Analis dari Treasury Research Bank BNI, Klara Pramesti, memprediksi rupiah pekan ini akan terus tertekan. ”Potensi penguatan dolar AS terhadap mata uang utama dunia membuat rupiah tetap berada di kisaran 9.600 sampai akhir bulan,” ujarnya.
Antisipasi investor terhadap dirilisnya data ekonomi di Amerika, seperti data ketenagakerjaan, manufaktur, dan pengangguran, bisa menjadi ganjalan bagi rupiah.

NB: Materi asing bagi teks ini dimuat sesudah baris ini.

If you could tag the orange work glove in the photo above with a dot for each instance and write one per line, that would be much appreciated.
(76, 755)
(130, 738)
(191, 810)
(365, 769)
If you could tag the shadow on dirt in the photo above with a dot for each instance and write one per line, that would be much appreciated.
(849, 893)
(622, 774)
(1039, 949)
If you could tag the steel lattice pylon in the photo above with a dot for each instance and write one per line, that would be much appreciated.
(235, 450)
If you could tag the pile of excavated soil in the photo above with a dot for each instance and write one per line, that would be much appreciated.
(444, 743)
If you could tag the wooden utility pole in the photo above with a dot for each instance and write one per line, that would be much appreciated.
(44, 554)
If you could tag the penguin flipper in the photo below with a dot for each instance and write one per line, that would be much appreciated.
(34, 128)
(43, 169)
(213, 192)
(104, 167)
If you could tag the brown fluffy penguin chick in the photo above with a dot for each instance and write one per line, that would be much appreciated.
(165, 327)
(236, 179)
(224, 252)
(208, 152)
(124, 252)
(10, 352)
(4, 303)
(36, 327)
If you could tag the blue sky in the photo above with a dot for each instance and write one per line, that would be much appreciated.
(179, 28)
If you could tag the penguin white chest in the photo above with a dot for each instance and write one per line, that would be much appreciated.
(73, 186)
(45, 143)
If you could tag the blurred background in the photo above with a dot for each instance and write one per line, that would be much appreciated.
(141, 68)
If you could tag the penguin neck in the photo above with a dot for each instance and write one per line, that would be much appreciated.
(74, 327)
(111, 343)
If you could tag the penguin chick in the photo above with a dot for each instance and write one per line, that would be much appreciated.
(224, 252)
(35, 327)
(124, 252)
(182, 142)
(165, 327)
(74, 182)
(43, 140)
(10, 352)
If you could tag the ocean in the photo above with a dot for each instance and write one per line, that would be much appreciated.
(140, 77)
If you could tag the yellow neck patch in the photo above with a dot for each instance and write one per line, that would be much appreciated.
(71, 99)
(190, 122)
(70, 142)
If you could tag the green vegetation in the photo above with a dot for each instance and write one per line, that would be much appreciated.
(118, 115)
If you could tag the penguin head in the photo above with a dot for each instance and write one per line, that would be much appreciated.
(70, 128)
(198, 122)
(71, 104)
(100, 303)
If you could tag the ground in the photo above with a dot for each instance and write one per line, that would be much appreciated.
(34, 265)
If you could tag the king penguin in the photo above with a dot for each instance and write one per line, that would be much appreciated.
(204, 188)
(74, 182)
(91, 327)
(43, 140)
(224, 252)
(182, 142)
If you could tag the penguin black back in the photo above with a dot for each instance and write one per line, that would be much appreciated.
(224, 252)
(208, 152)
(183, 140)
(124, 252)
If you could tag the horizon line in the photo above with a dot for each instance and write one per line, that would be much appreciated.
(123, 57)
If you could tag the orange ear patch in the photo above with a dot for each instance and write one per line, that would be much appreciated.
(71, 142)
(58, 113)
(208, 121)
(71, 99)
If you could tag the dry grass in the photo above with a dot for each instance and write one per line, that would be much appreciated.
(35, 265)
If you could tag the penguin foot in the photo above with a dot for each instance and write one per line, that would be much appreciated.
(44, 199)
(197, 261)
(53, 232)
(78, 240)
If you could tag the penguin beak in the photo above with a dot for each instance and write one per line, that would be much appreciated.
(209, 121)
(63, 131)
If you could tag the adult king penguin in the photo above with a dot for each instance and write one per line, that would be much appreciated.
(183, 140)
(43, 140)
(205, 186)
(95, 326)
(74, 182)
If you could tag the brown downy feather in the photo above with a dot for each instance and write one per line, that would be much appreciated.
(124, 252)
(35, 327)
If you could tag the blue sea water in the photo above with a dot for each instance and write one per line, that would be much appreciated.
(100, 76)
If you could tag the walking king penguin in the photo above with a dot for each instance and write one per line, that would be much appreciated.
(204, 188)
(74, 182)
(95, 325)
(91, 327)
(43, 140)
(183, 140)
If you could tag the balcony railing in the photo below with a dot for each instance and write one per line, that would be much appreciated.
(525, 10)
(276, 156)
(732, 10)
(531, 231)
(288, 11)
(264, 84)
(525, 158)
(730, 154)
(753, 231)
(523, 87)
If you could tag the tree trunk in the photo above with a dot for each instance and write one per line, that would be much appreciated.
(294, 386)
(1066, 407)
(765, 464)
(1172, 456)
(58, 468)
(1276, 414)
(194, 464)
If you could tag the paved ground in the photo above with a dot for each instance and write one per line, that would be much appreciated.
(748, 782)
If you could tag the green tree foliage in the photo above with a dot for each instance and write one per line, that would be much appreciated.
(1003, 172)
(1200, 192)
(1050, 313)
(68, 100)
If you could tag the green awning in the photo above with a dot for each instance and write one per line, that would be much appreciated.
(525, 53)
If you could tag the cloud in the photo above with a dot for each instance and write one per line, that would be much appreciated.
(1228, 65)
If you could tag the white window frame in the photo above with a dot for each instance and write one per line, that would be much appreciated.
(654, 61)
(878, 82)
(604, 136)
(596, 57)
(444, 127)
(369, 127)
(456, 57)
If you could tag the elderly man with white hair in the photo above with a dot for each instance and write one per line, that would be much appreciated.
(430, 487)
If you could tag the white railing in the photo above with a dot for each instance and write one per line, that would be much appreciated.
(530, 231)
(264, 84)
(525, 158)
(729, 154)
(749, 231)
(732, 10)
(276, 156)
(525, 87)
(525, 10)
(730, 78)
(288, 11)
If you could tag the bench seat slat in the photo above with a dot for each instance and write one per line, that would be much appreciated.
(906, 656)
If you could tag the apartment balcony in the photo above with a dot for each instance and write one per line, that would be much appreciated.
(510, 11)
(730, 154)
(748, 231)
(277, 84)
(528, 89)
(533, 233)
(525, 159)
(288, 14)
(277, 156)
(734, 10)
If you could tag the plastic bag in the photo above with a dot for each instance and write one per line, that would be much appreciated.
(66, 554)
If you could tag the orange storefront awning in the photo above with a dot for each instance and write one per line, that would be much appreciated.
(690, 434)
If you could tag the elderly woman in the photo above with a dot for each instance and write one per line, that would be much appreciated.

Ditambah lagi menjelang pemilihan Presiden AS, investor lebih merasa nyaman memegang dolar AS sebagai safe haven.
Selain itu, para pelaku pasar mengkhawatirkan potensi terjadinya jurang fiskal di AS yang akan mengancam anggaran 2013. Kondisi itu disebabkan oleh tingginya pengeluaran yang tidak diimbangi oleh meningkatnya pendapatan akibat krisis global.
“Untuk mengatasi defisit, satu-satunya jalan adalah dengan menekan pengeluaran dan menaikkan pajak yang menjadi momok bagi investor,” tutur Klara.
Di pasar domestik, tingginya permintaan dolar untuk para importir akan membayangi pergerakan rupiah. Bank Indonesia terus menjaga rupiah agar tidak terlalu melemah. “Di sisi lainnya membiarkan rupiah melemah untuk memperbaiki neraca perdagangan,” ujar Klara lagi.
Pekan ini rupiah masih bergerak konsolidasi di kisaran 9.580-9.620 dengan potensi melemah. Kamis lalu rupiah ditutup di level 9.611, yang berarti melemah 18 poin (0,18 persen) dibanding pekan sebelumnya di level 9.593.
Tingginya permintaan valuta asing oleh importir serta minimnya sentimen positif telah melemahkan rupiah.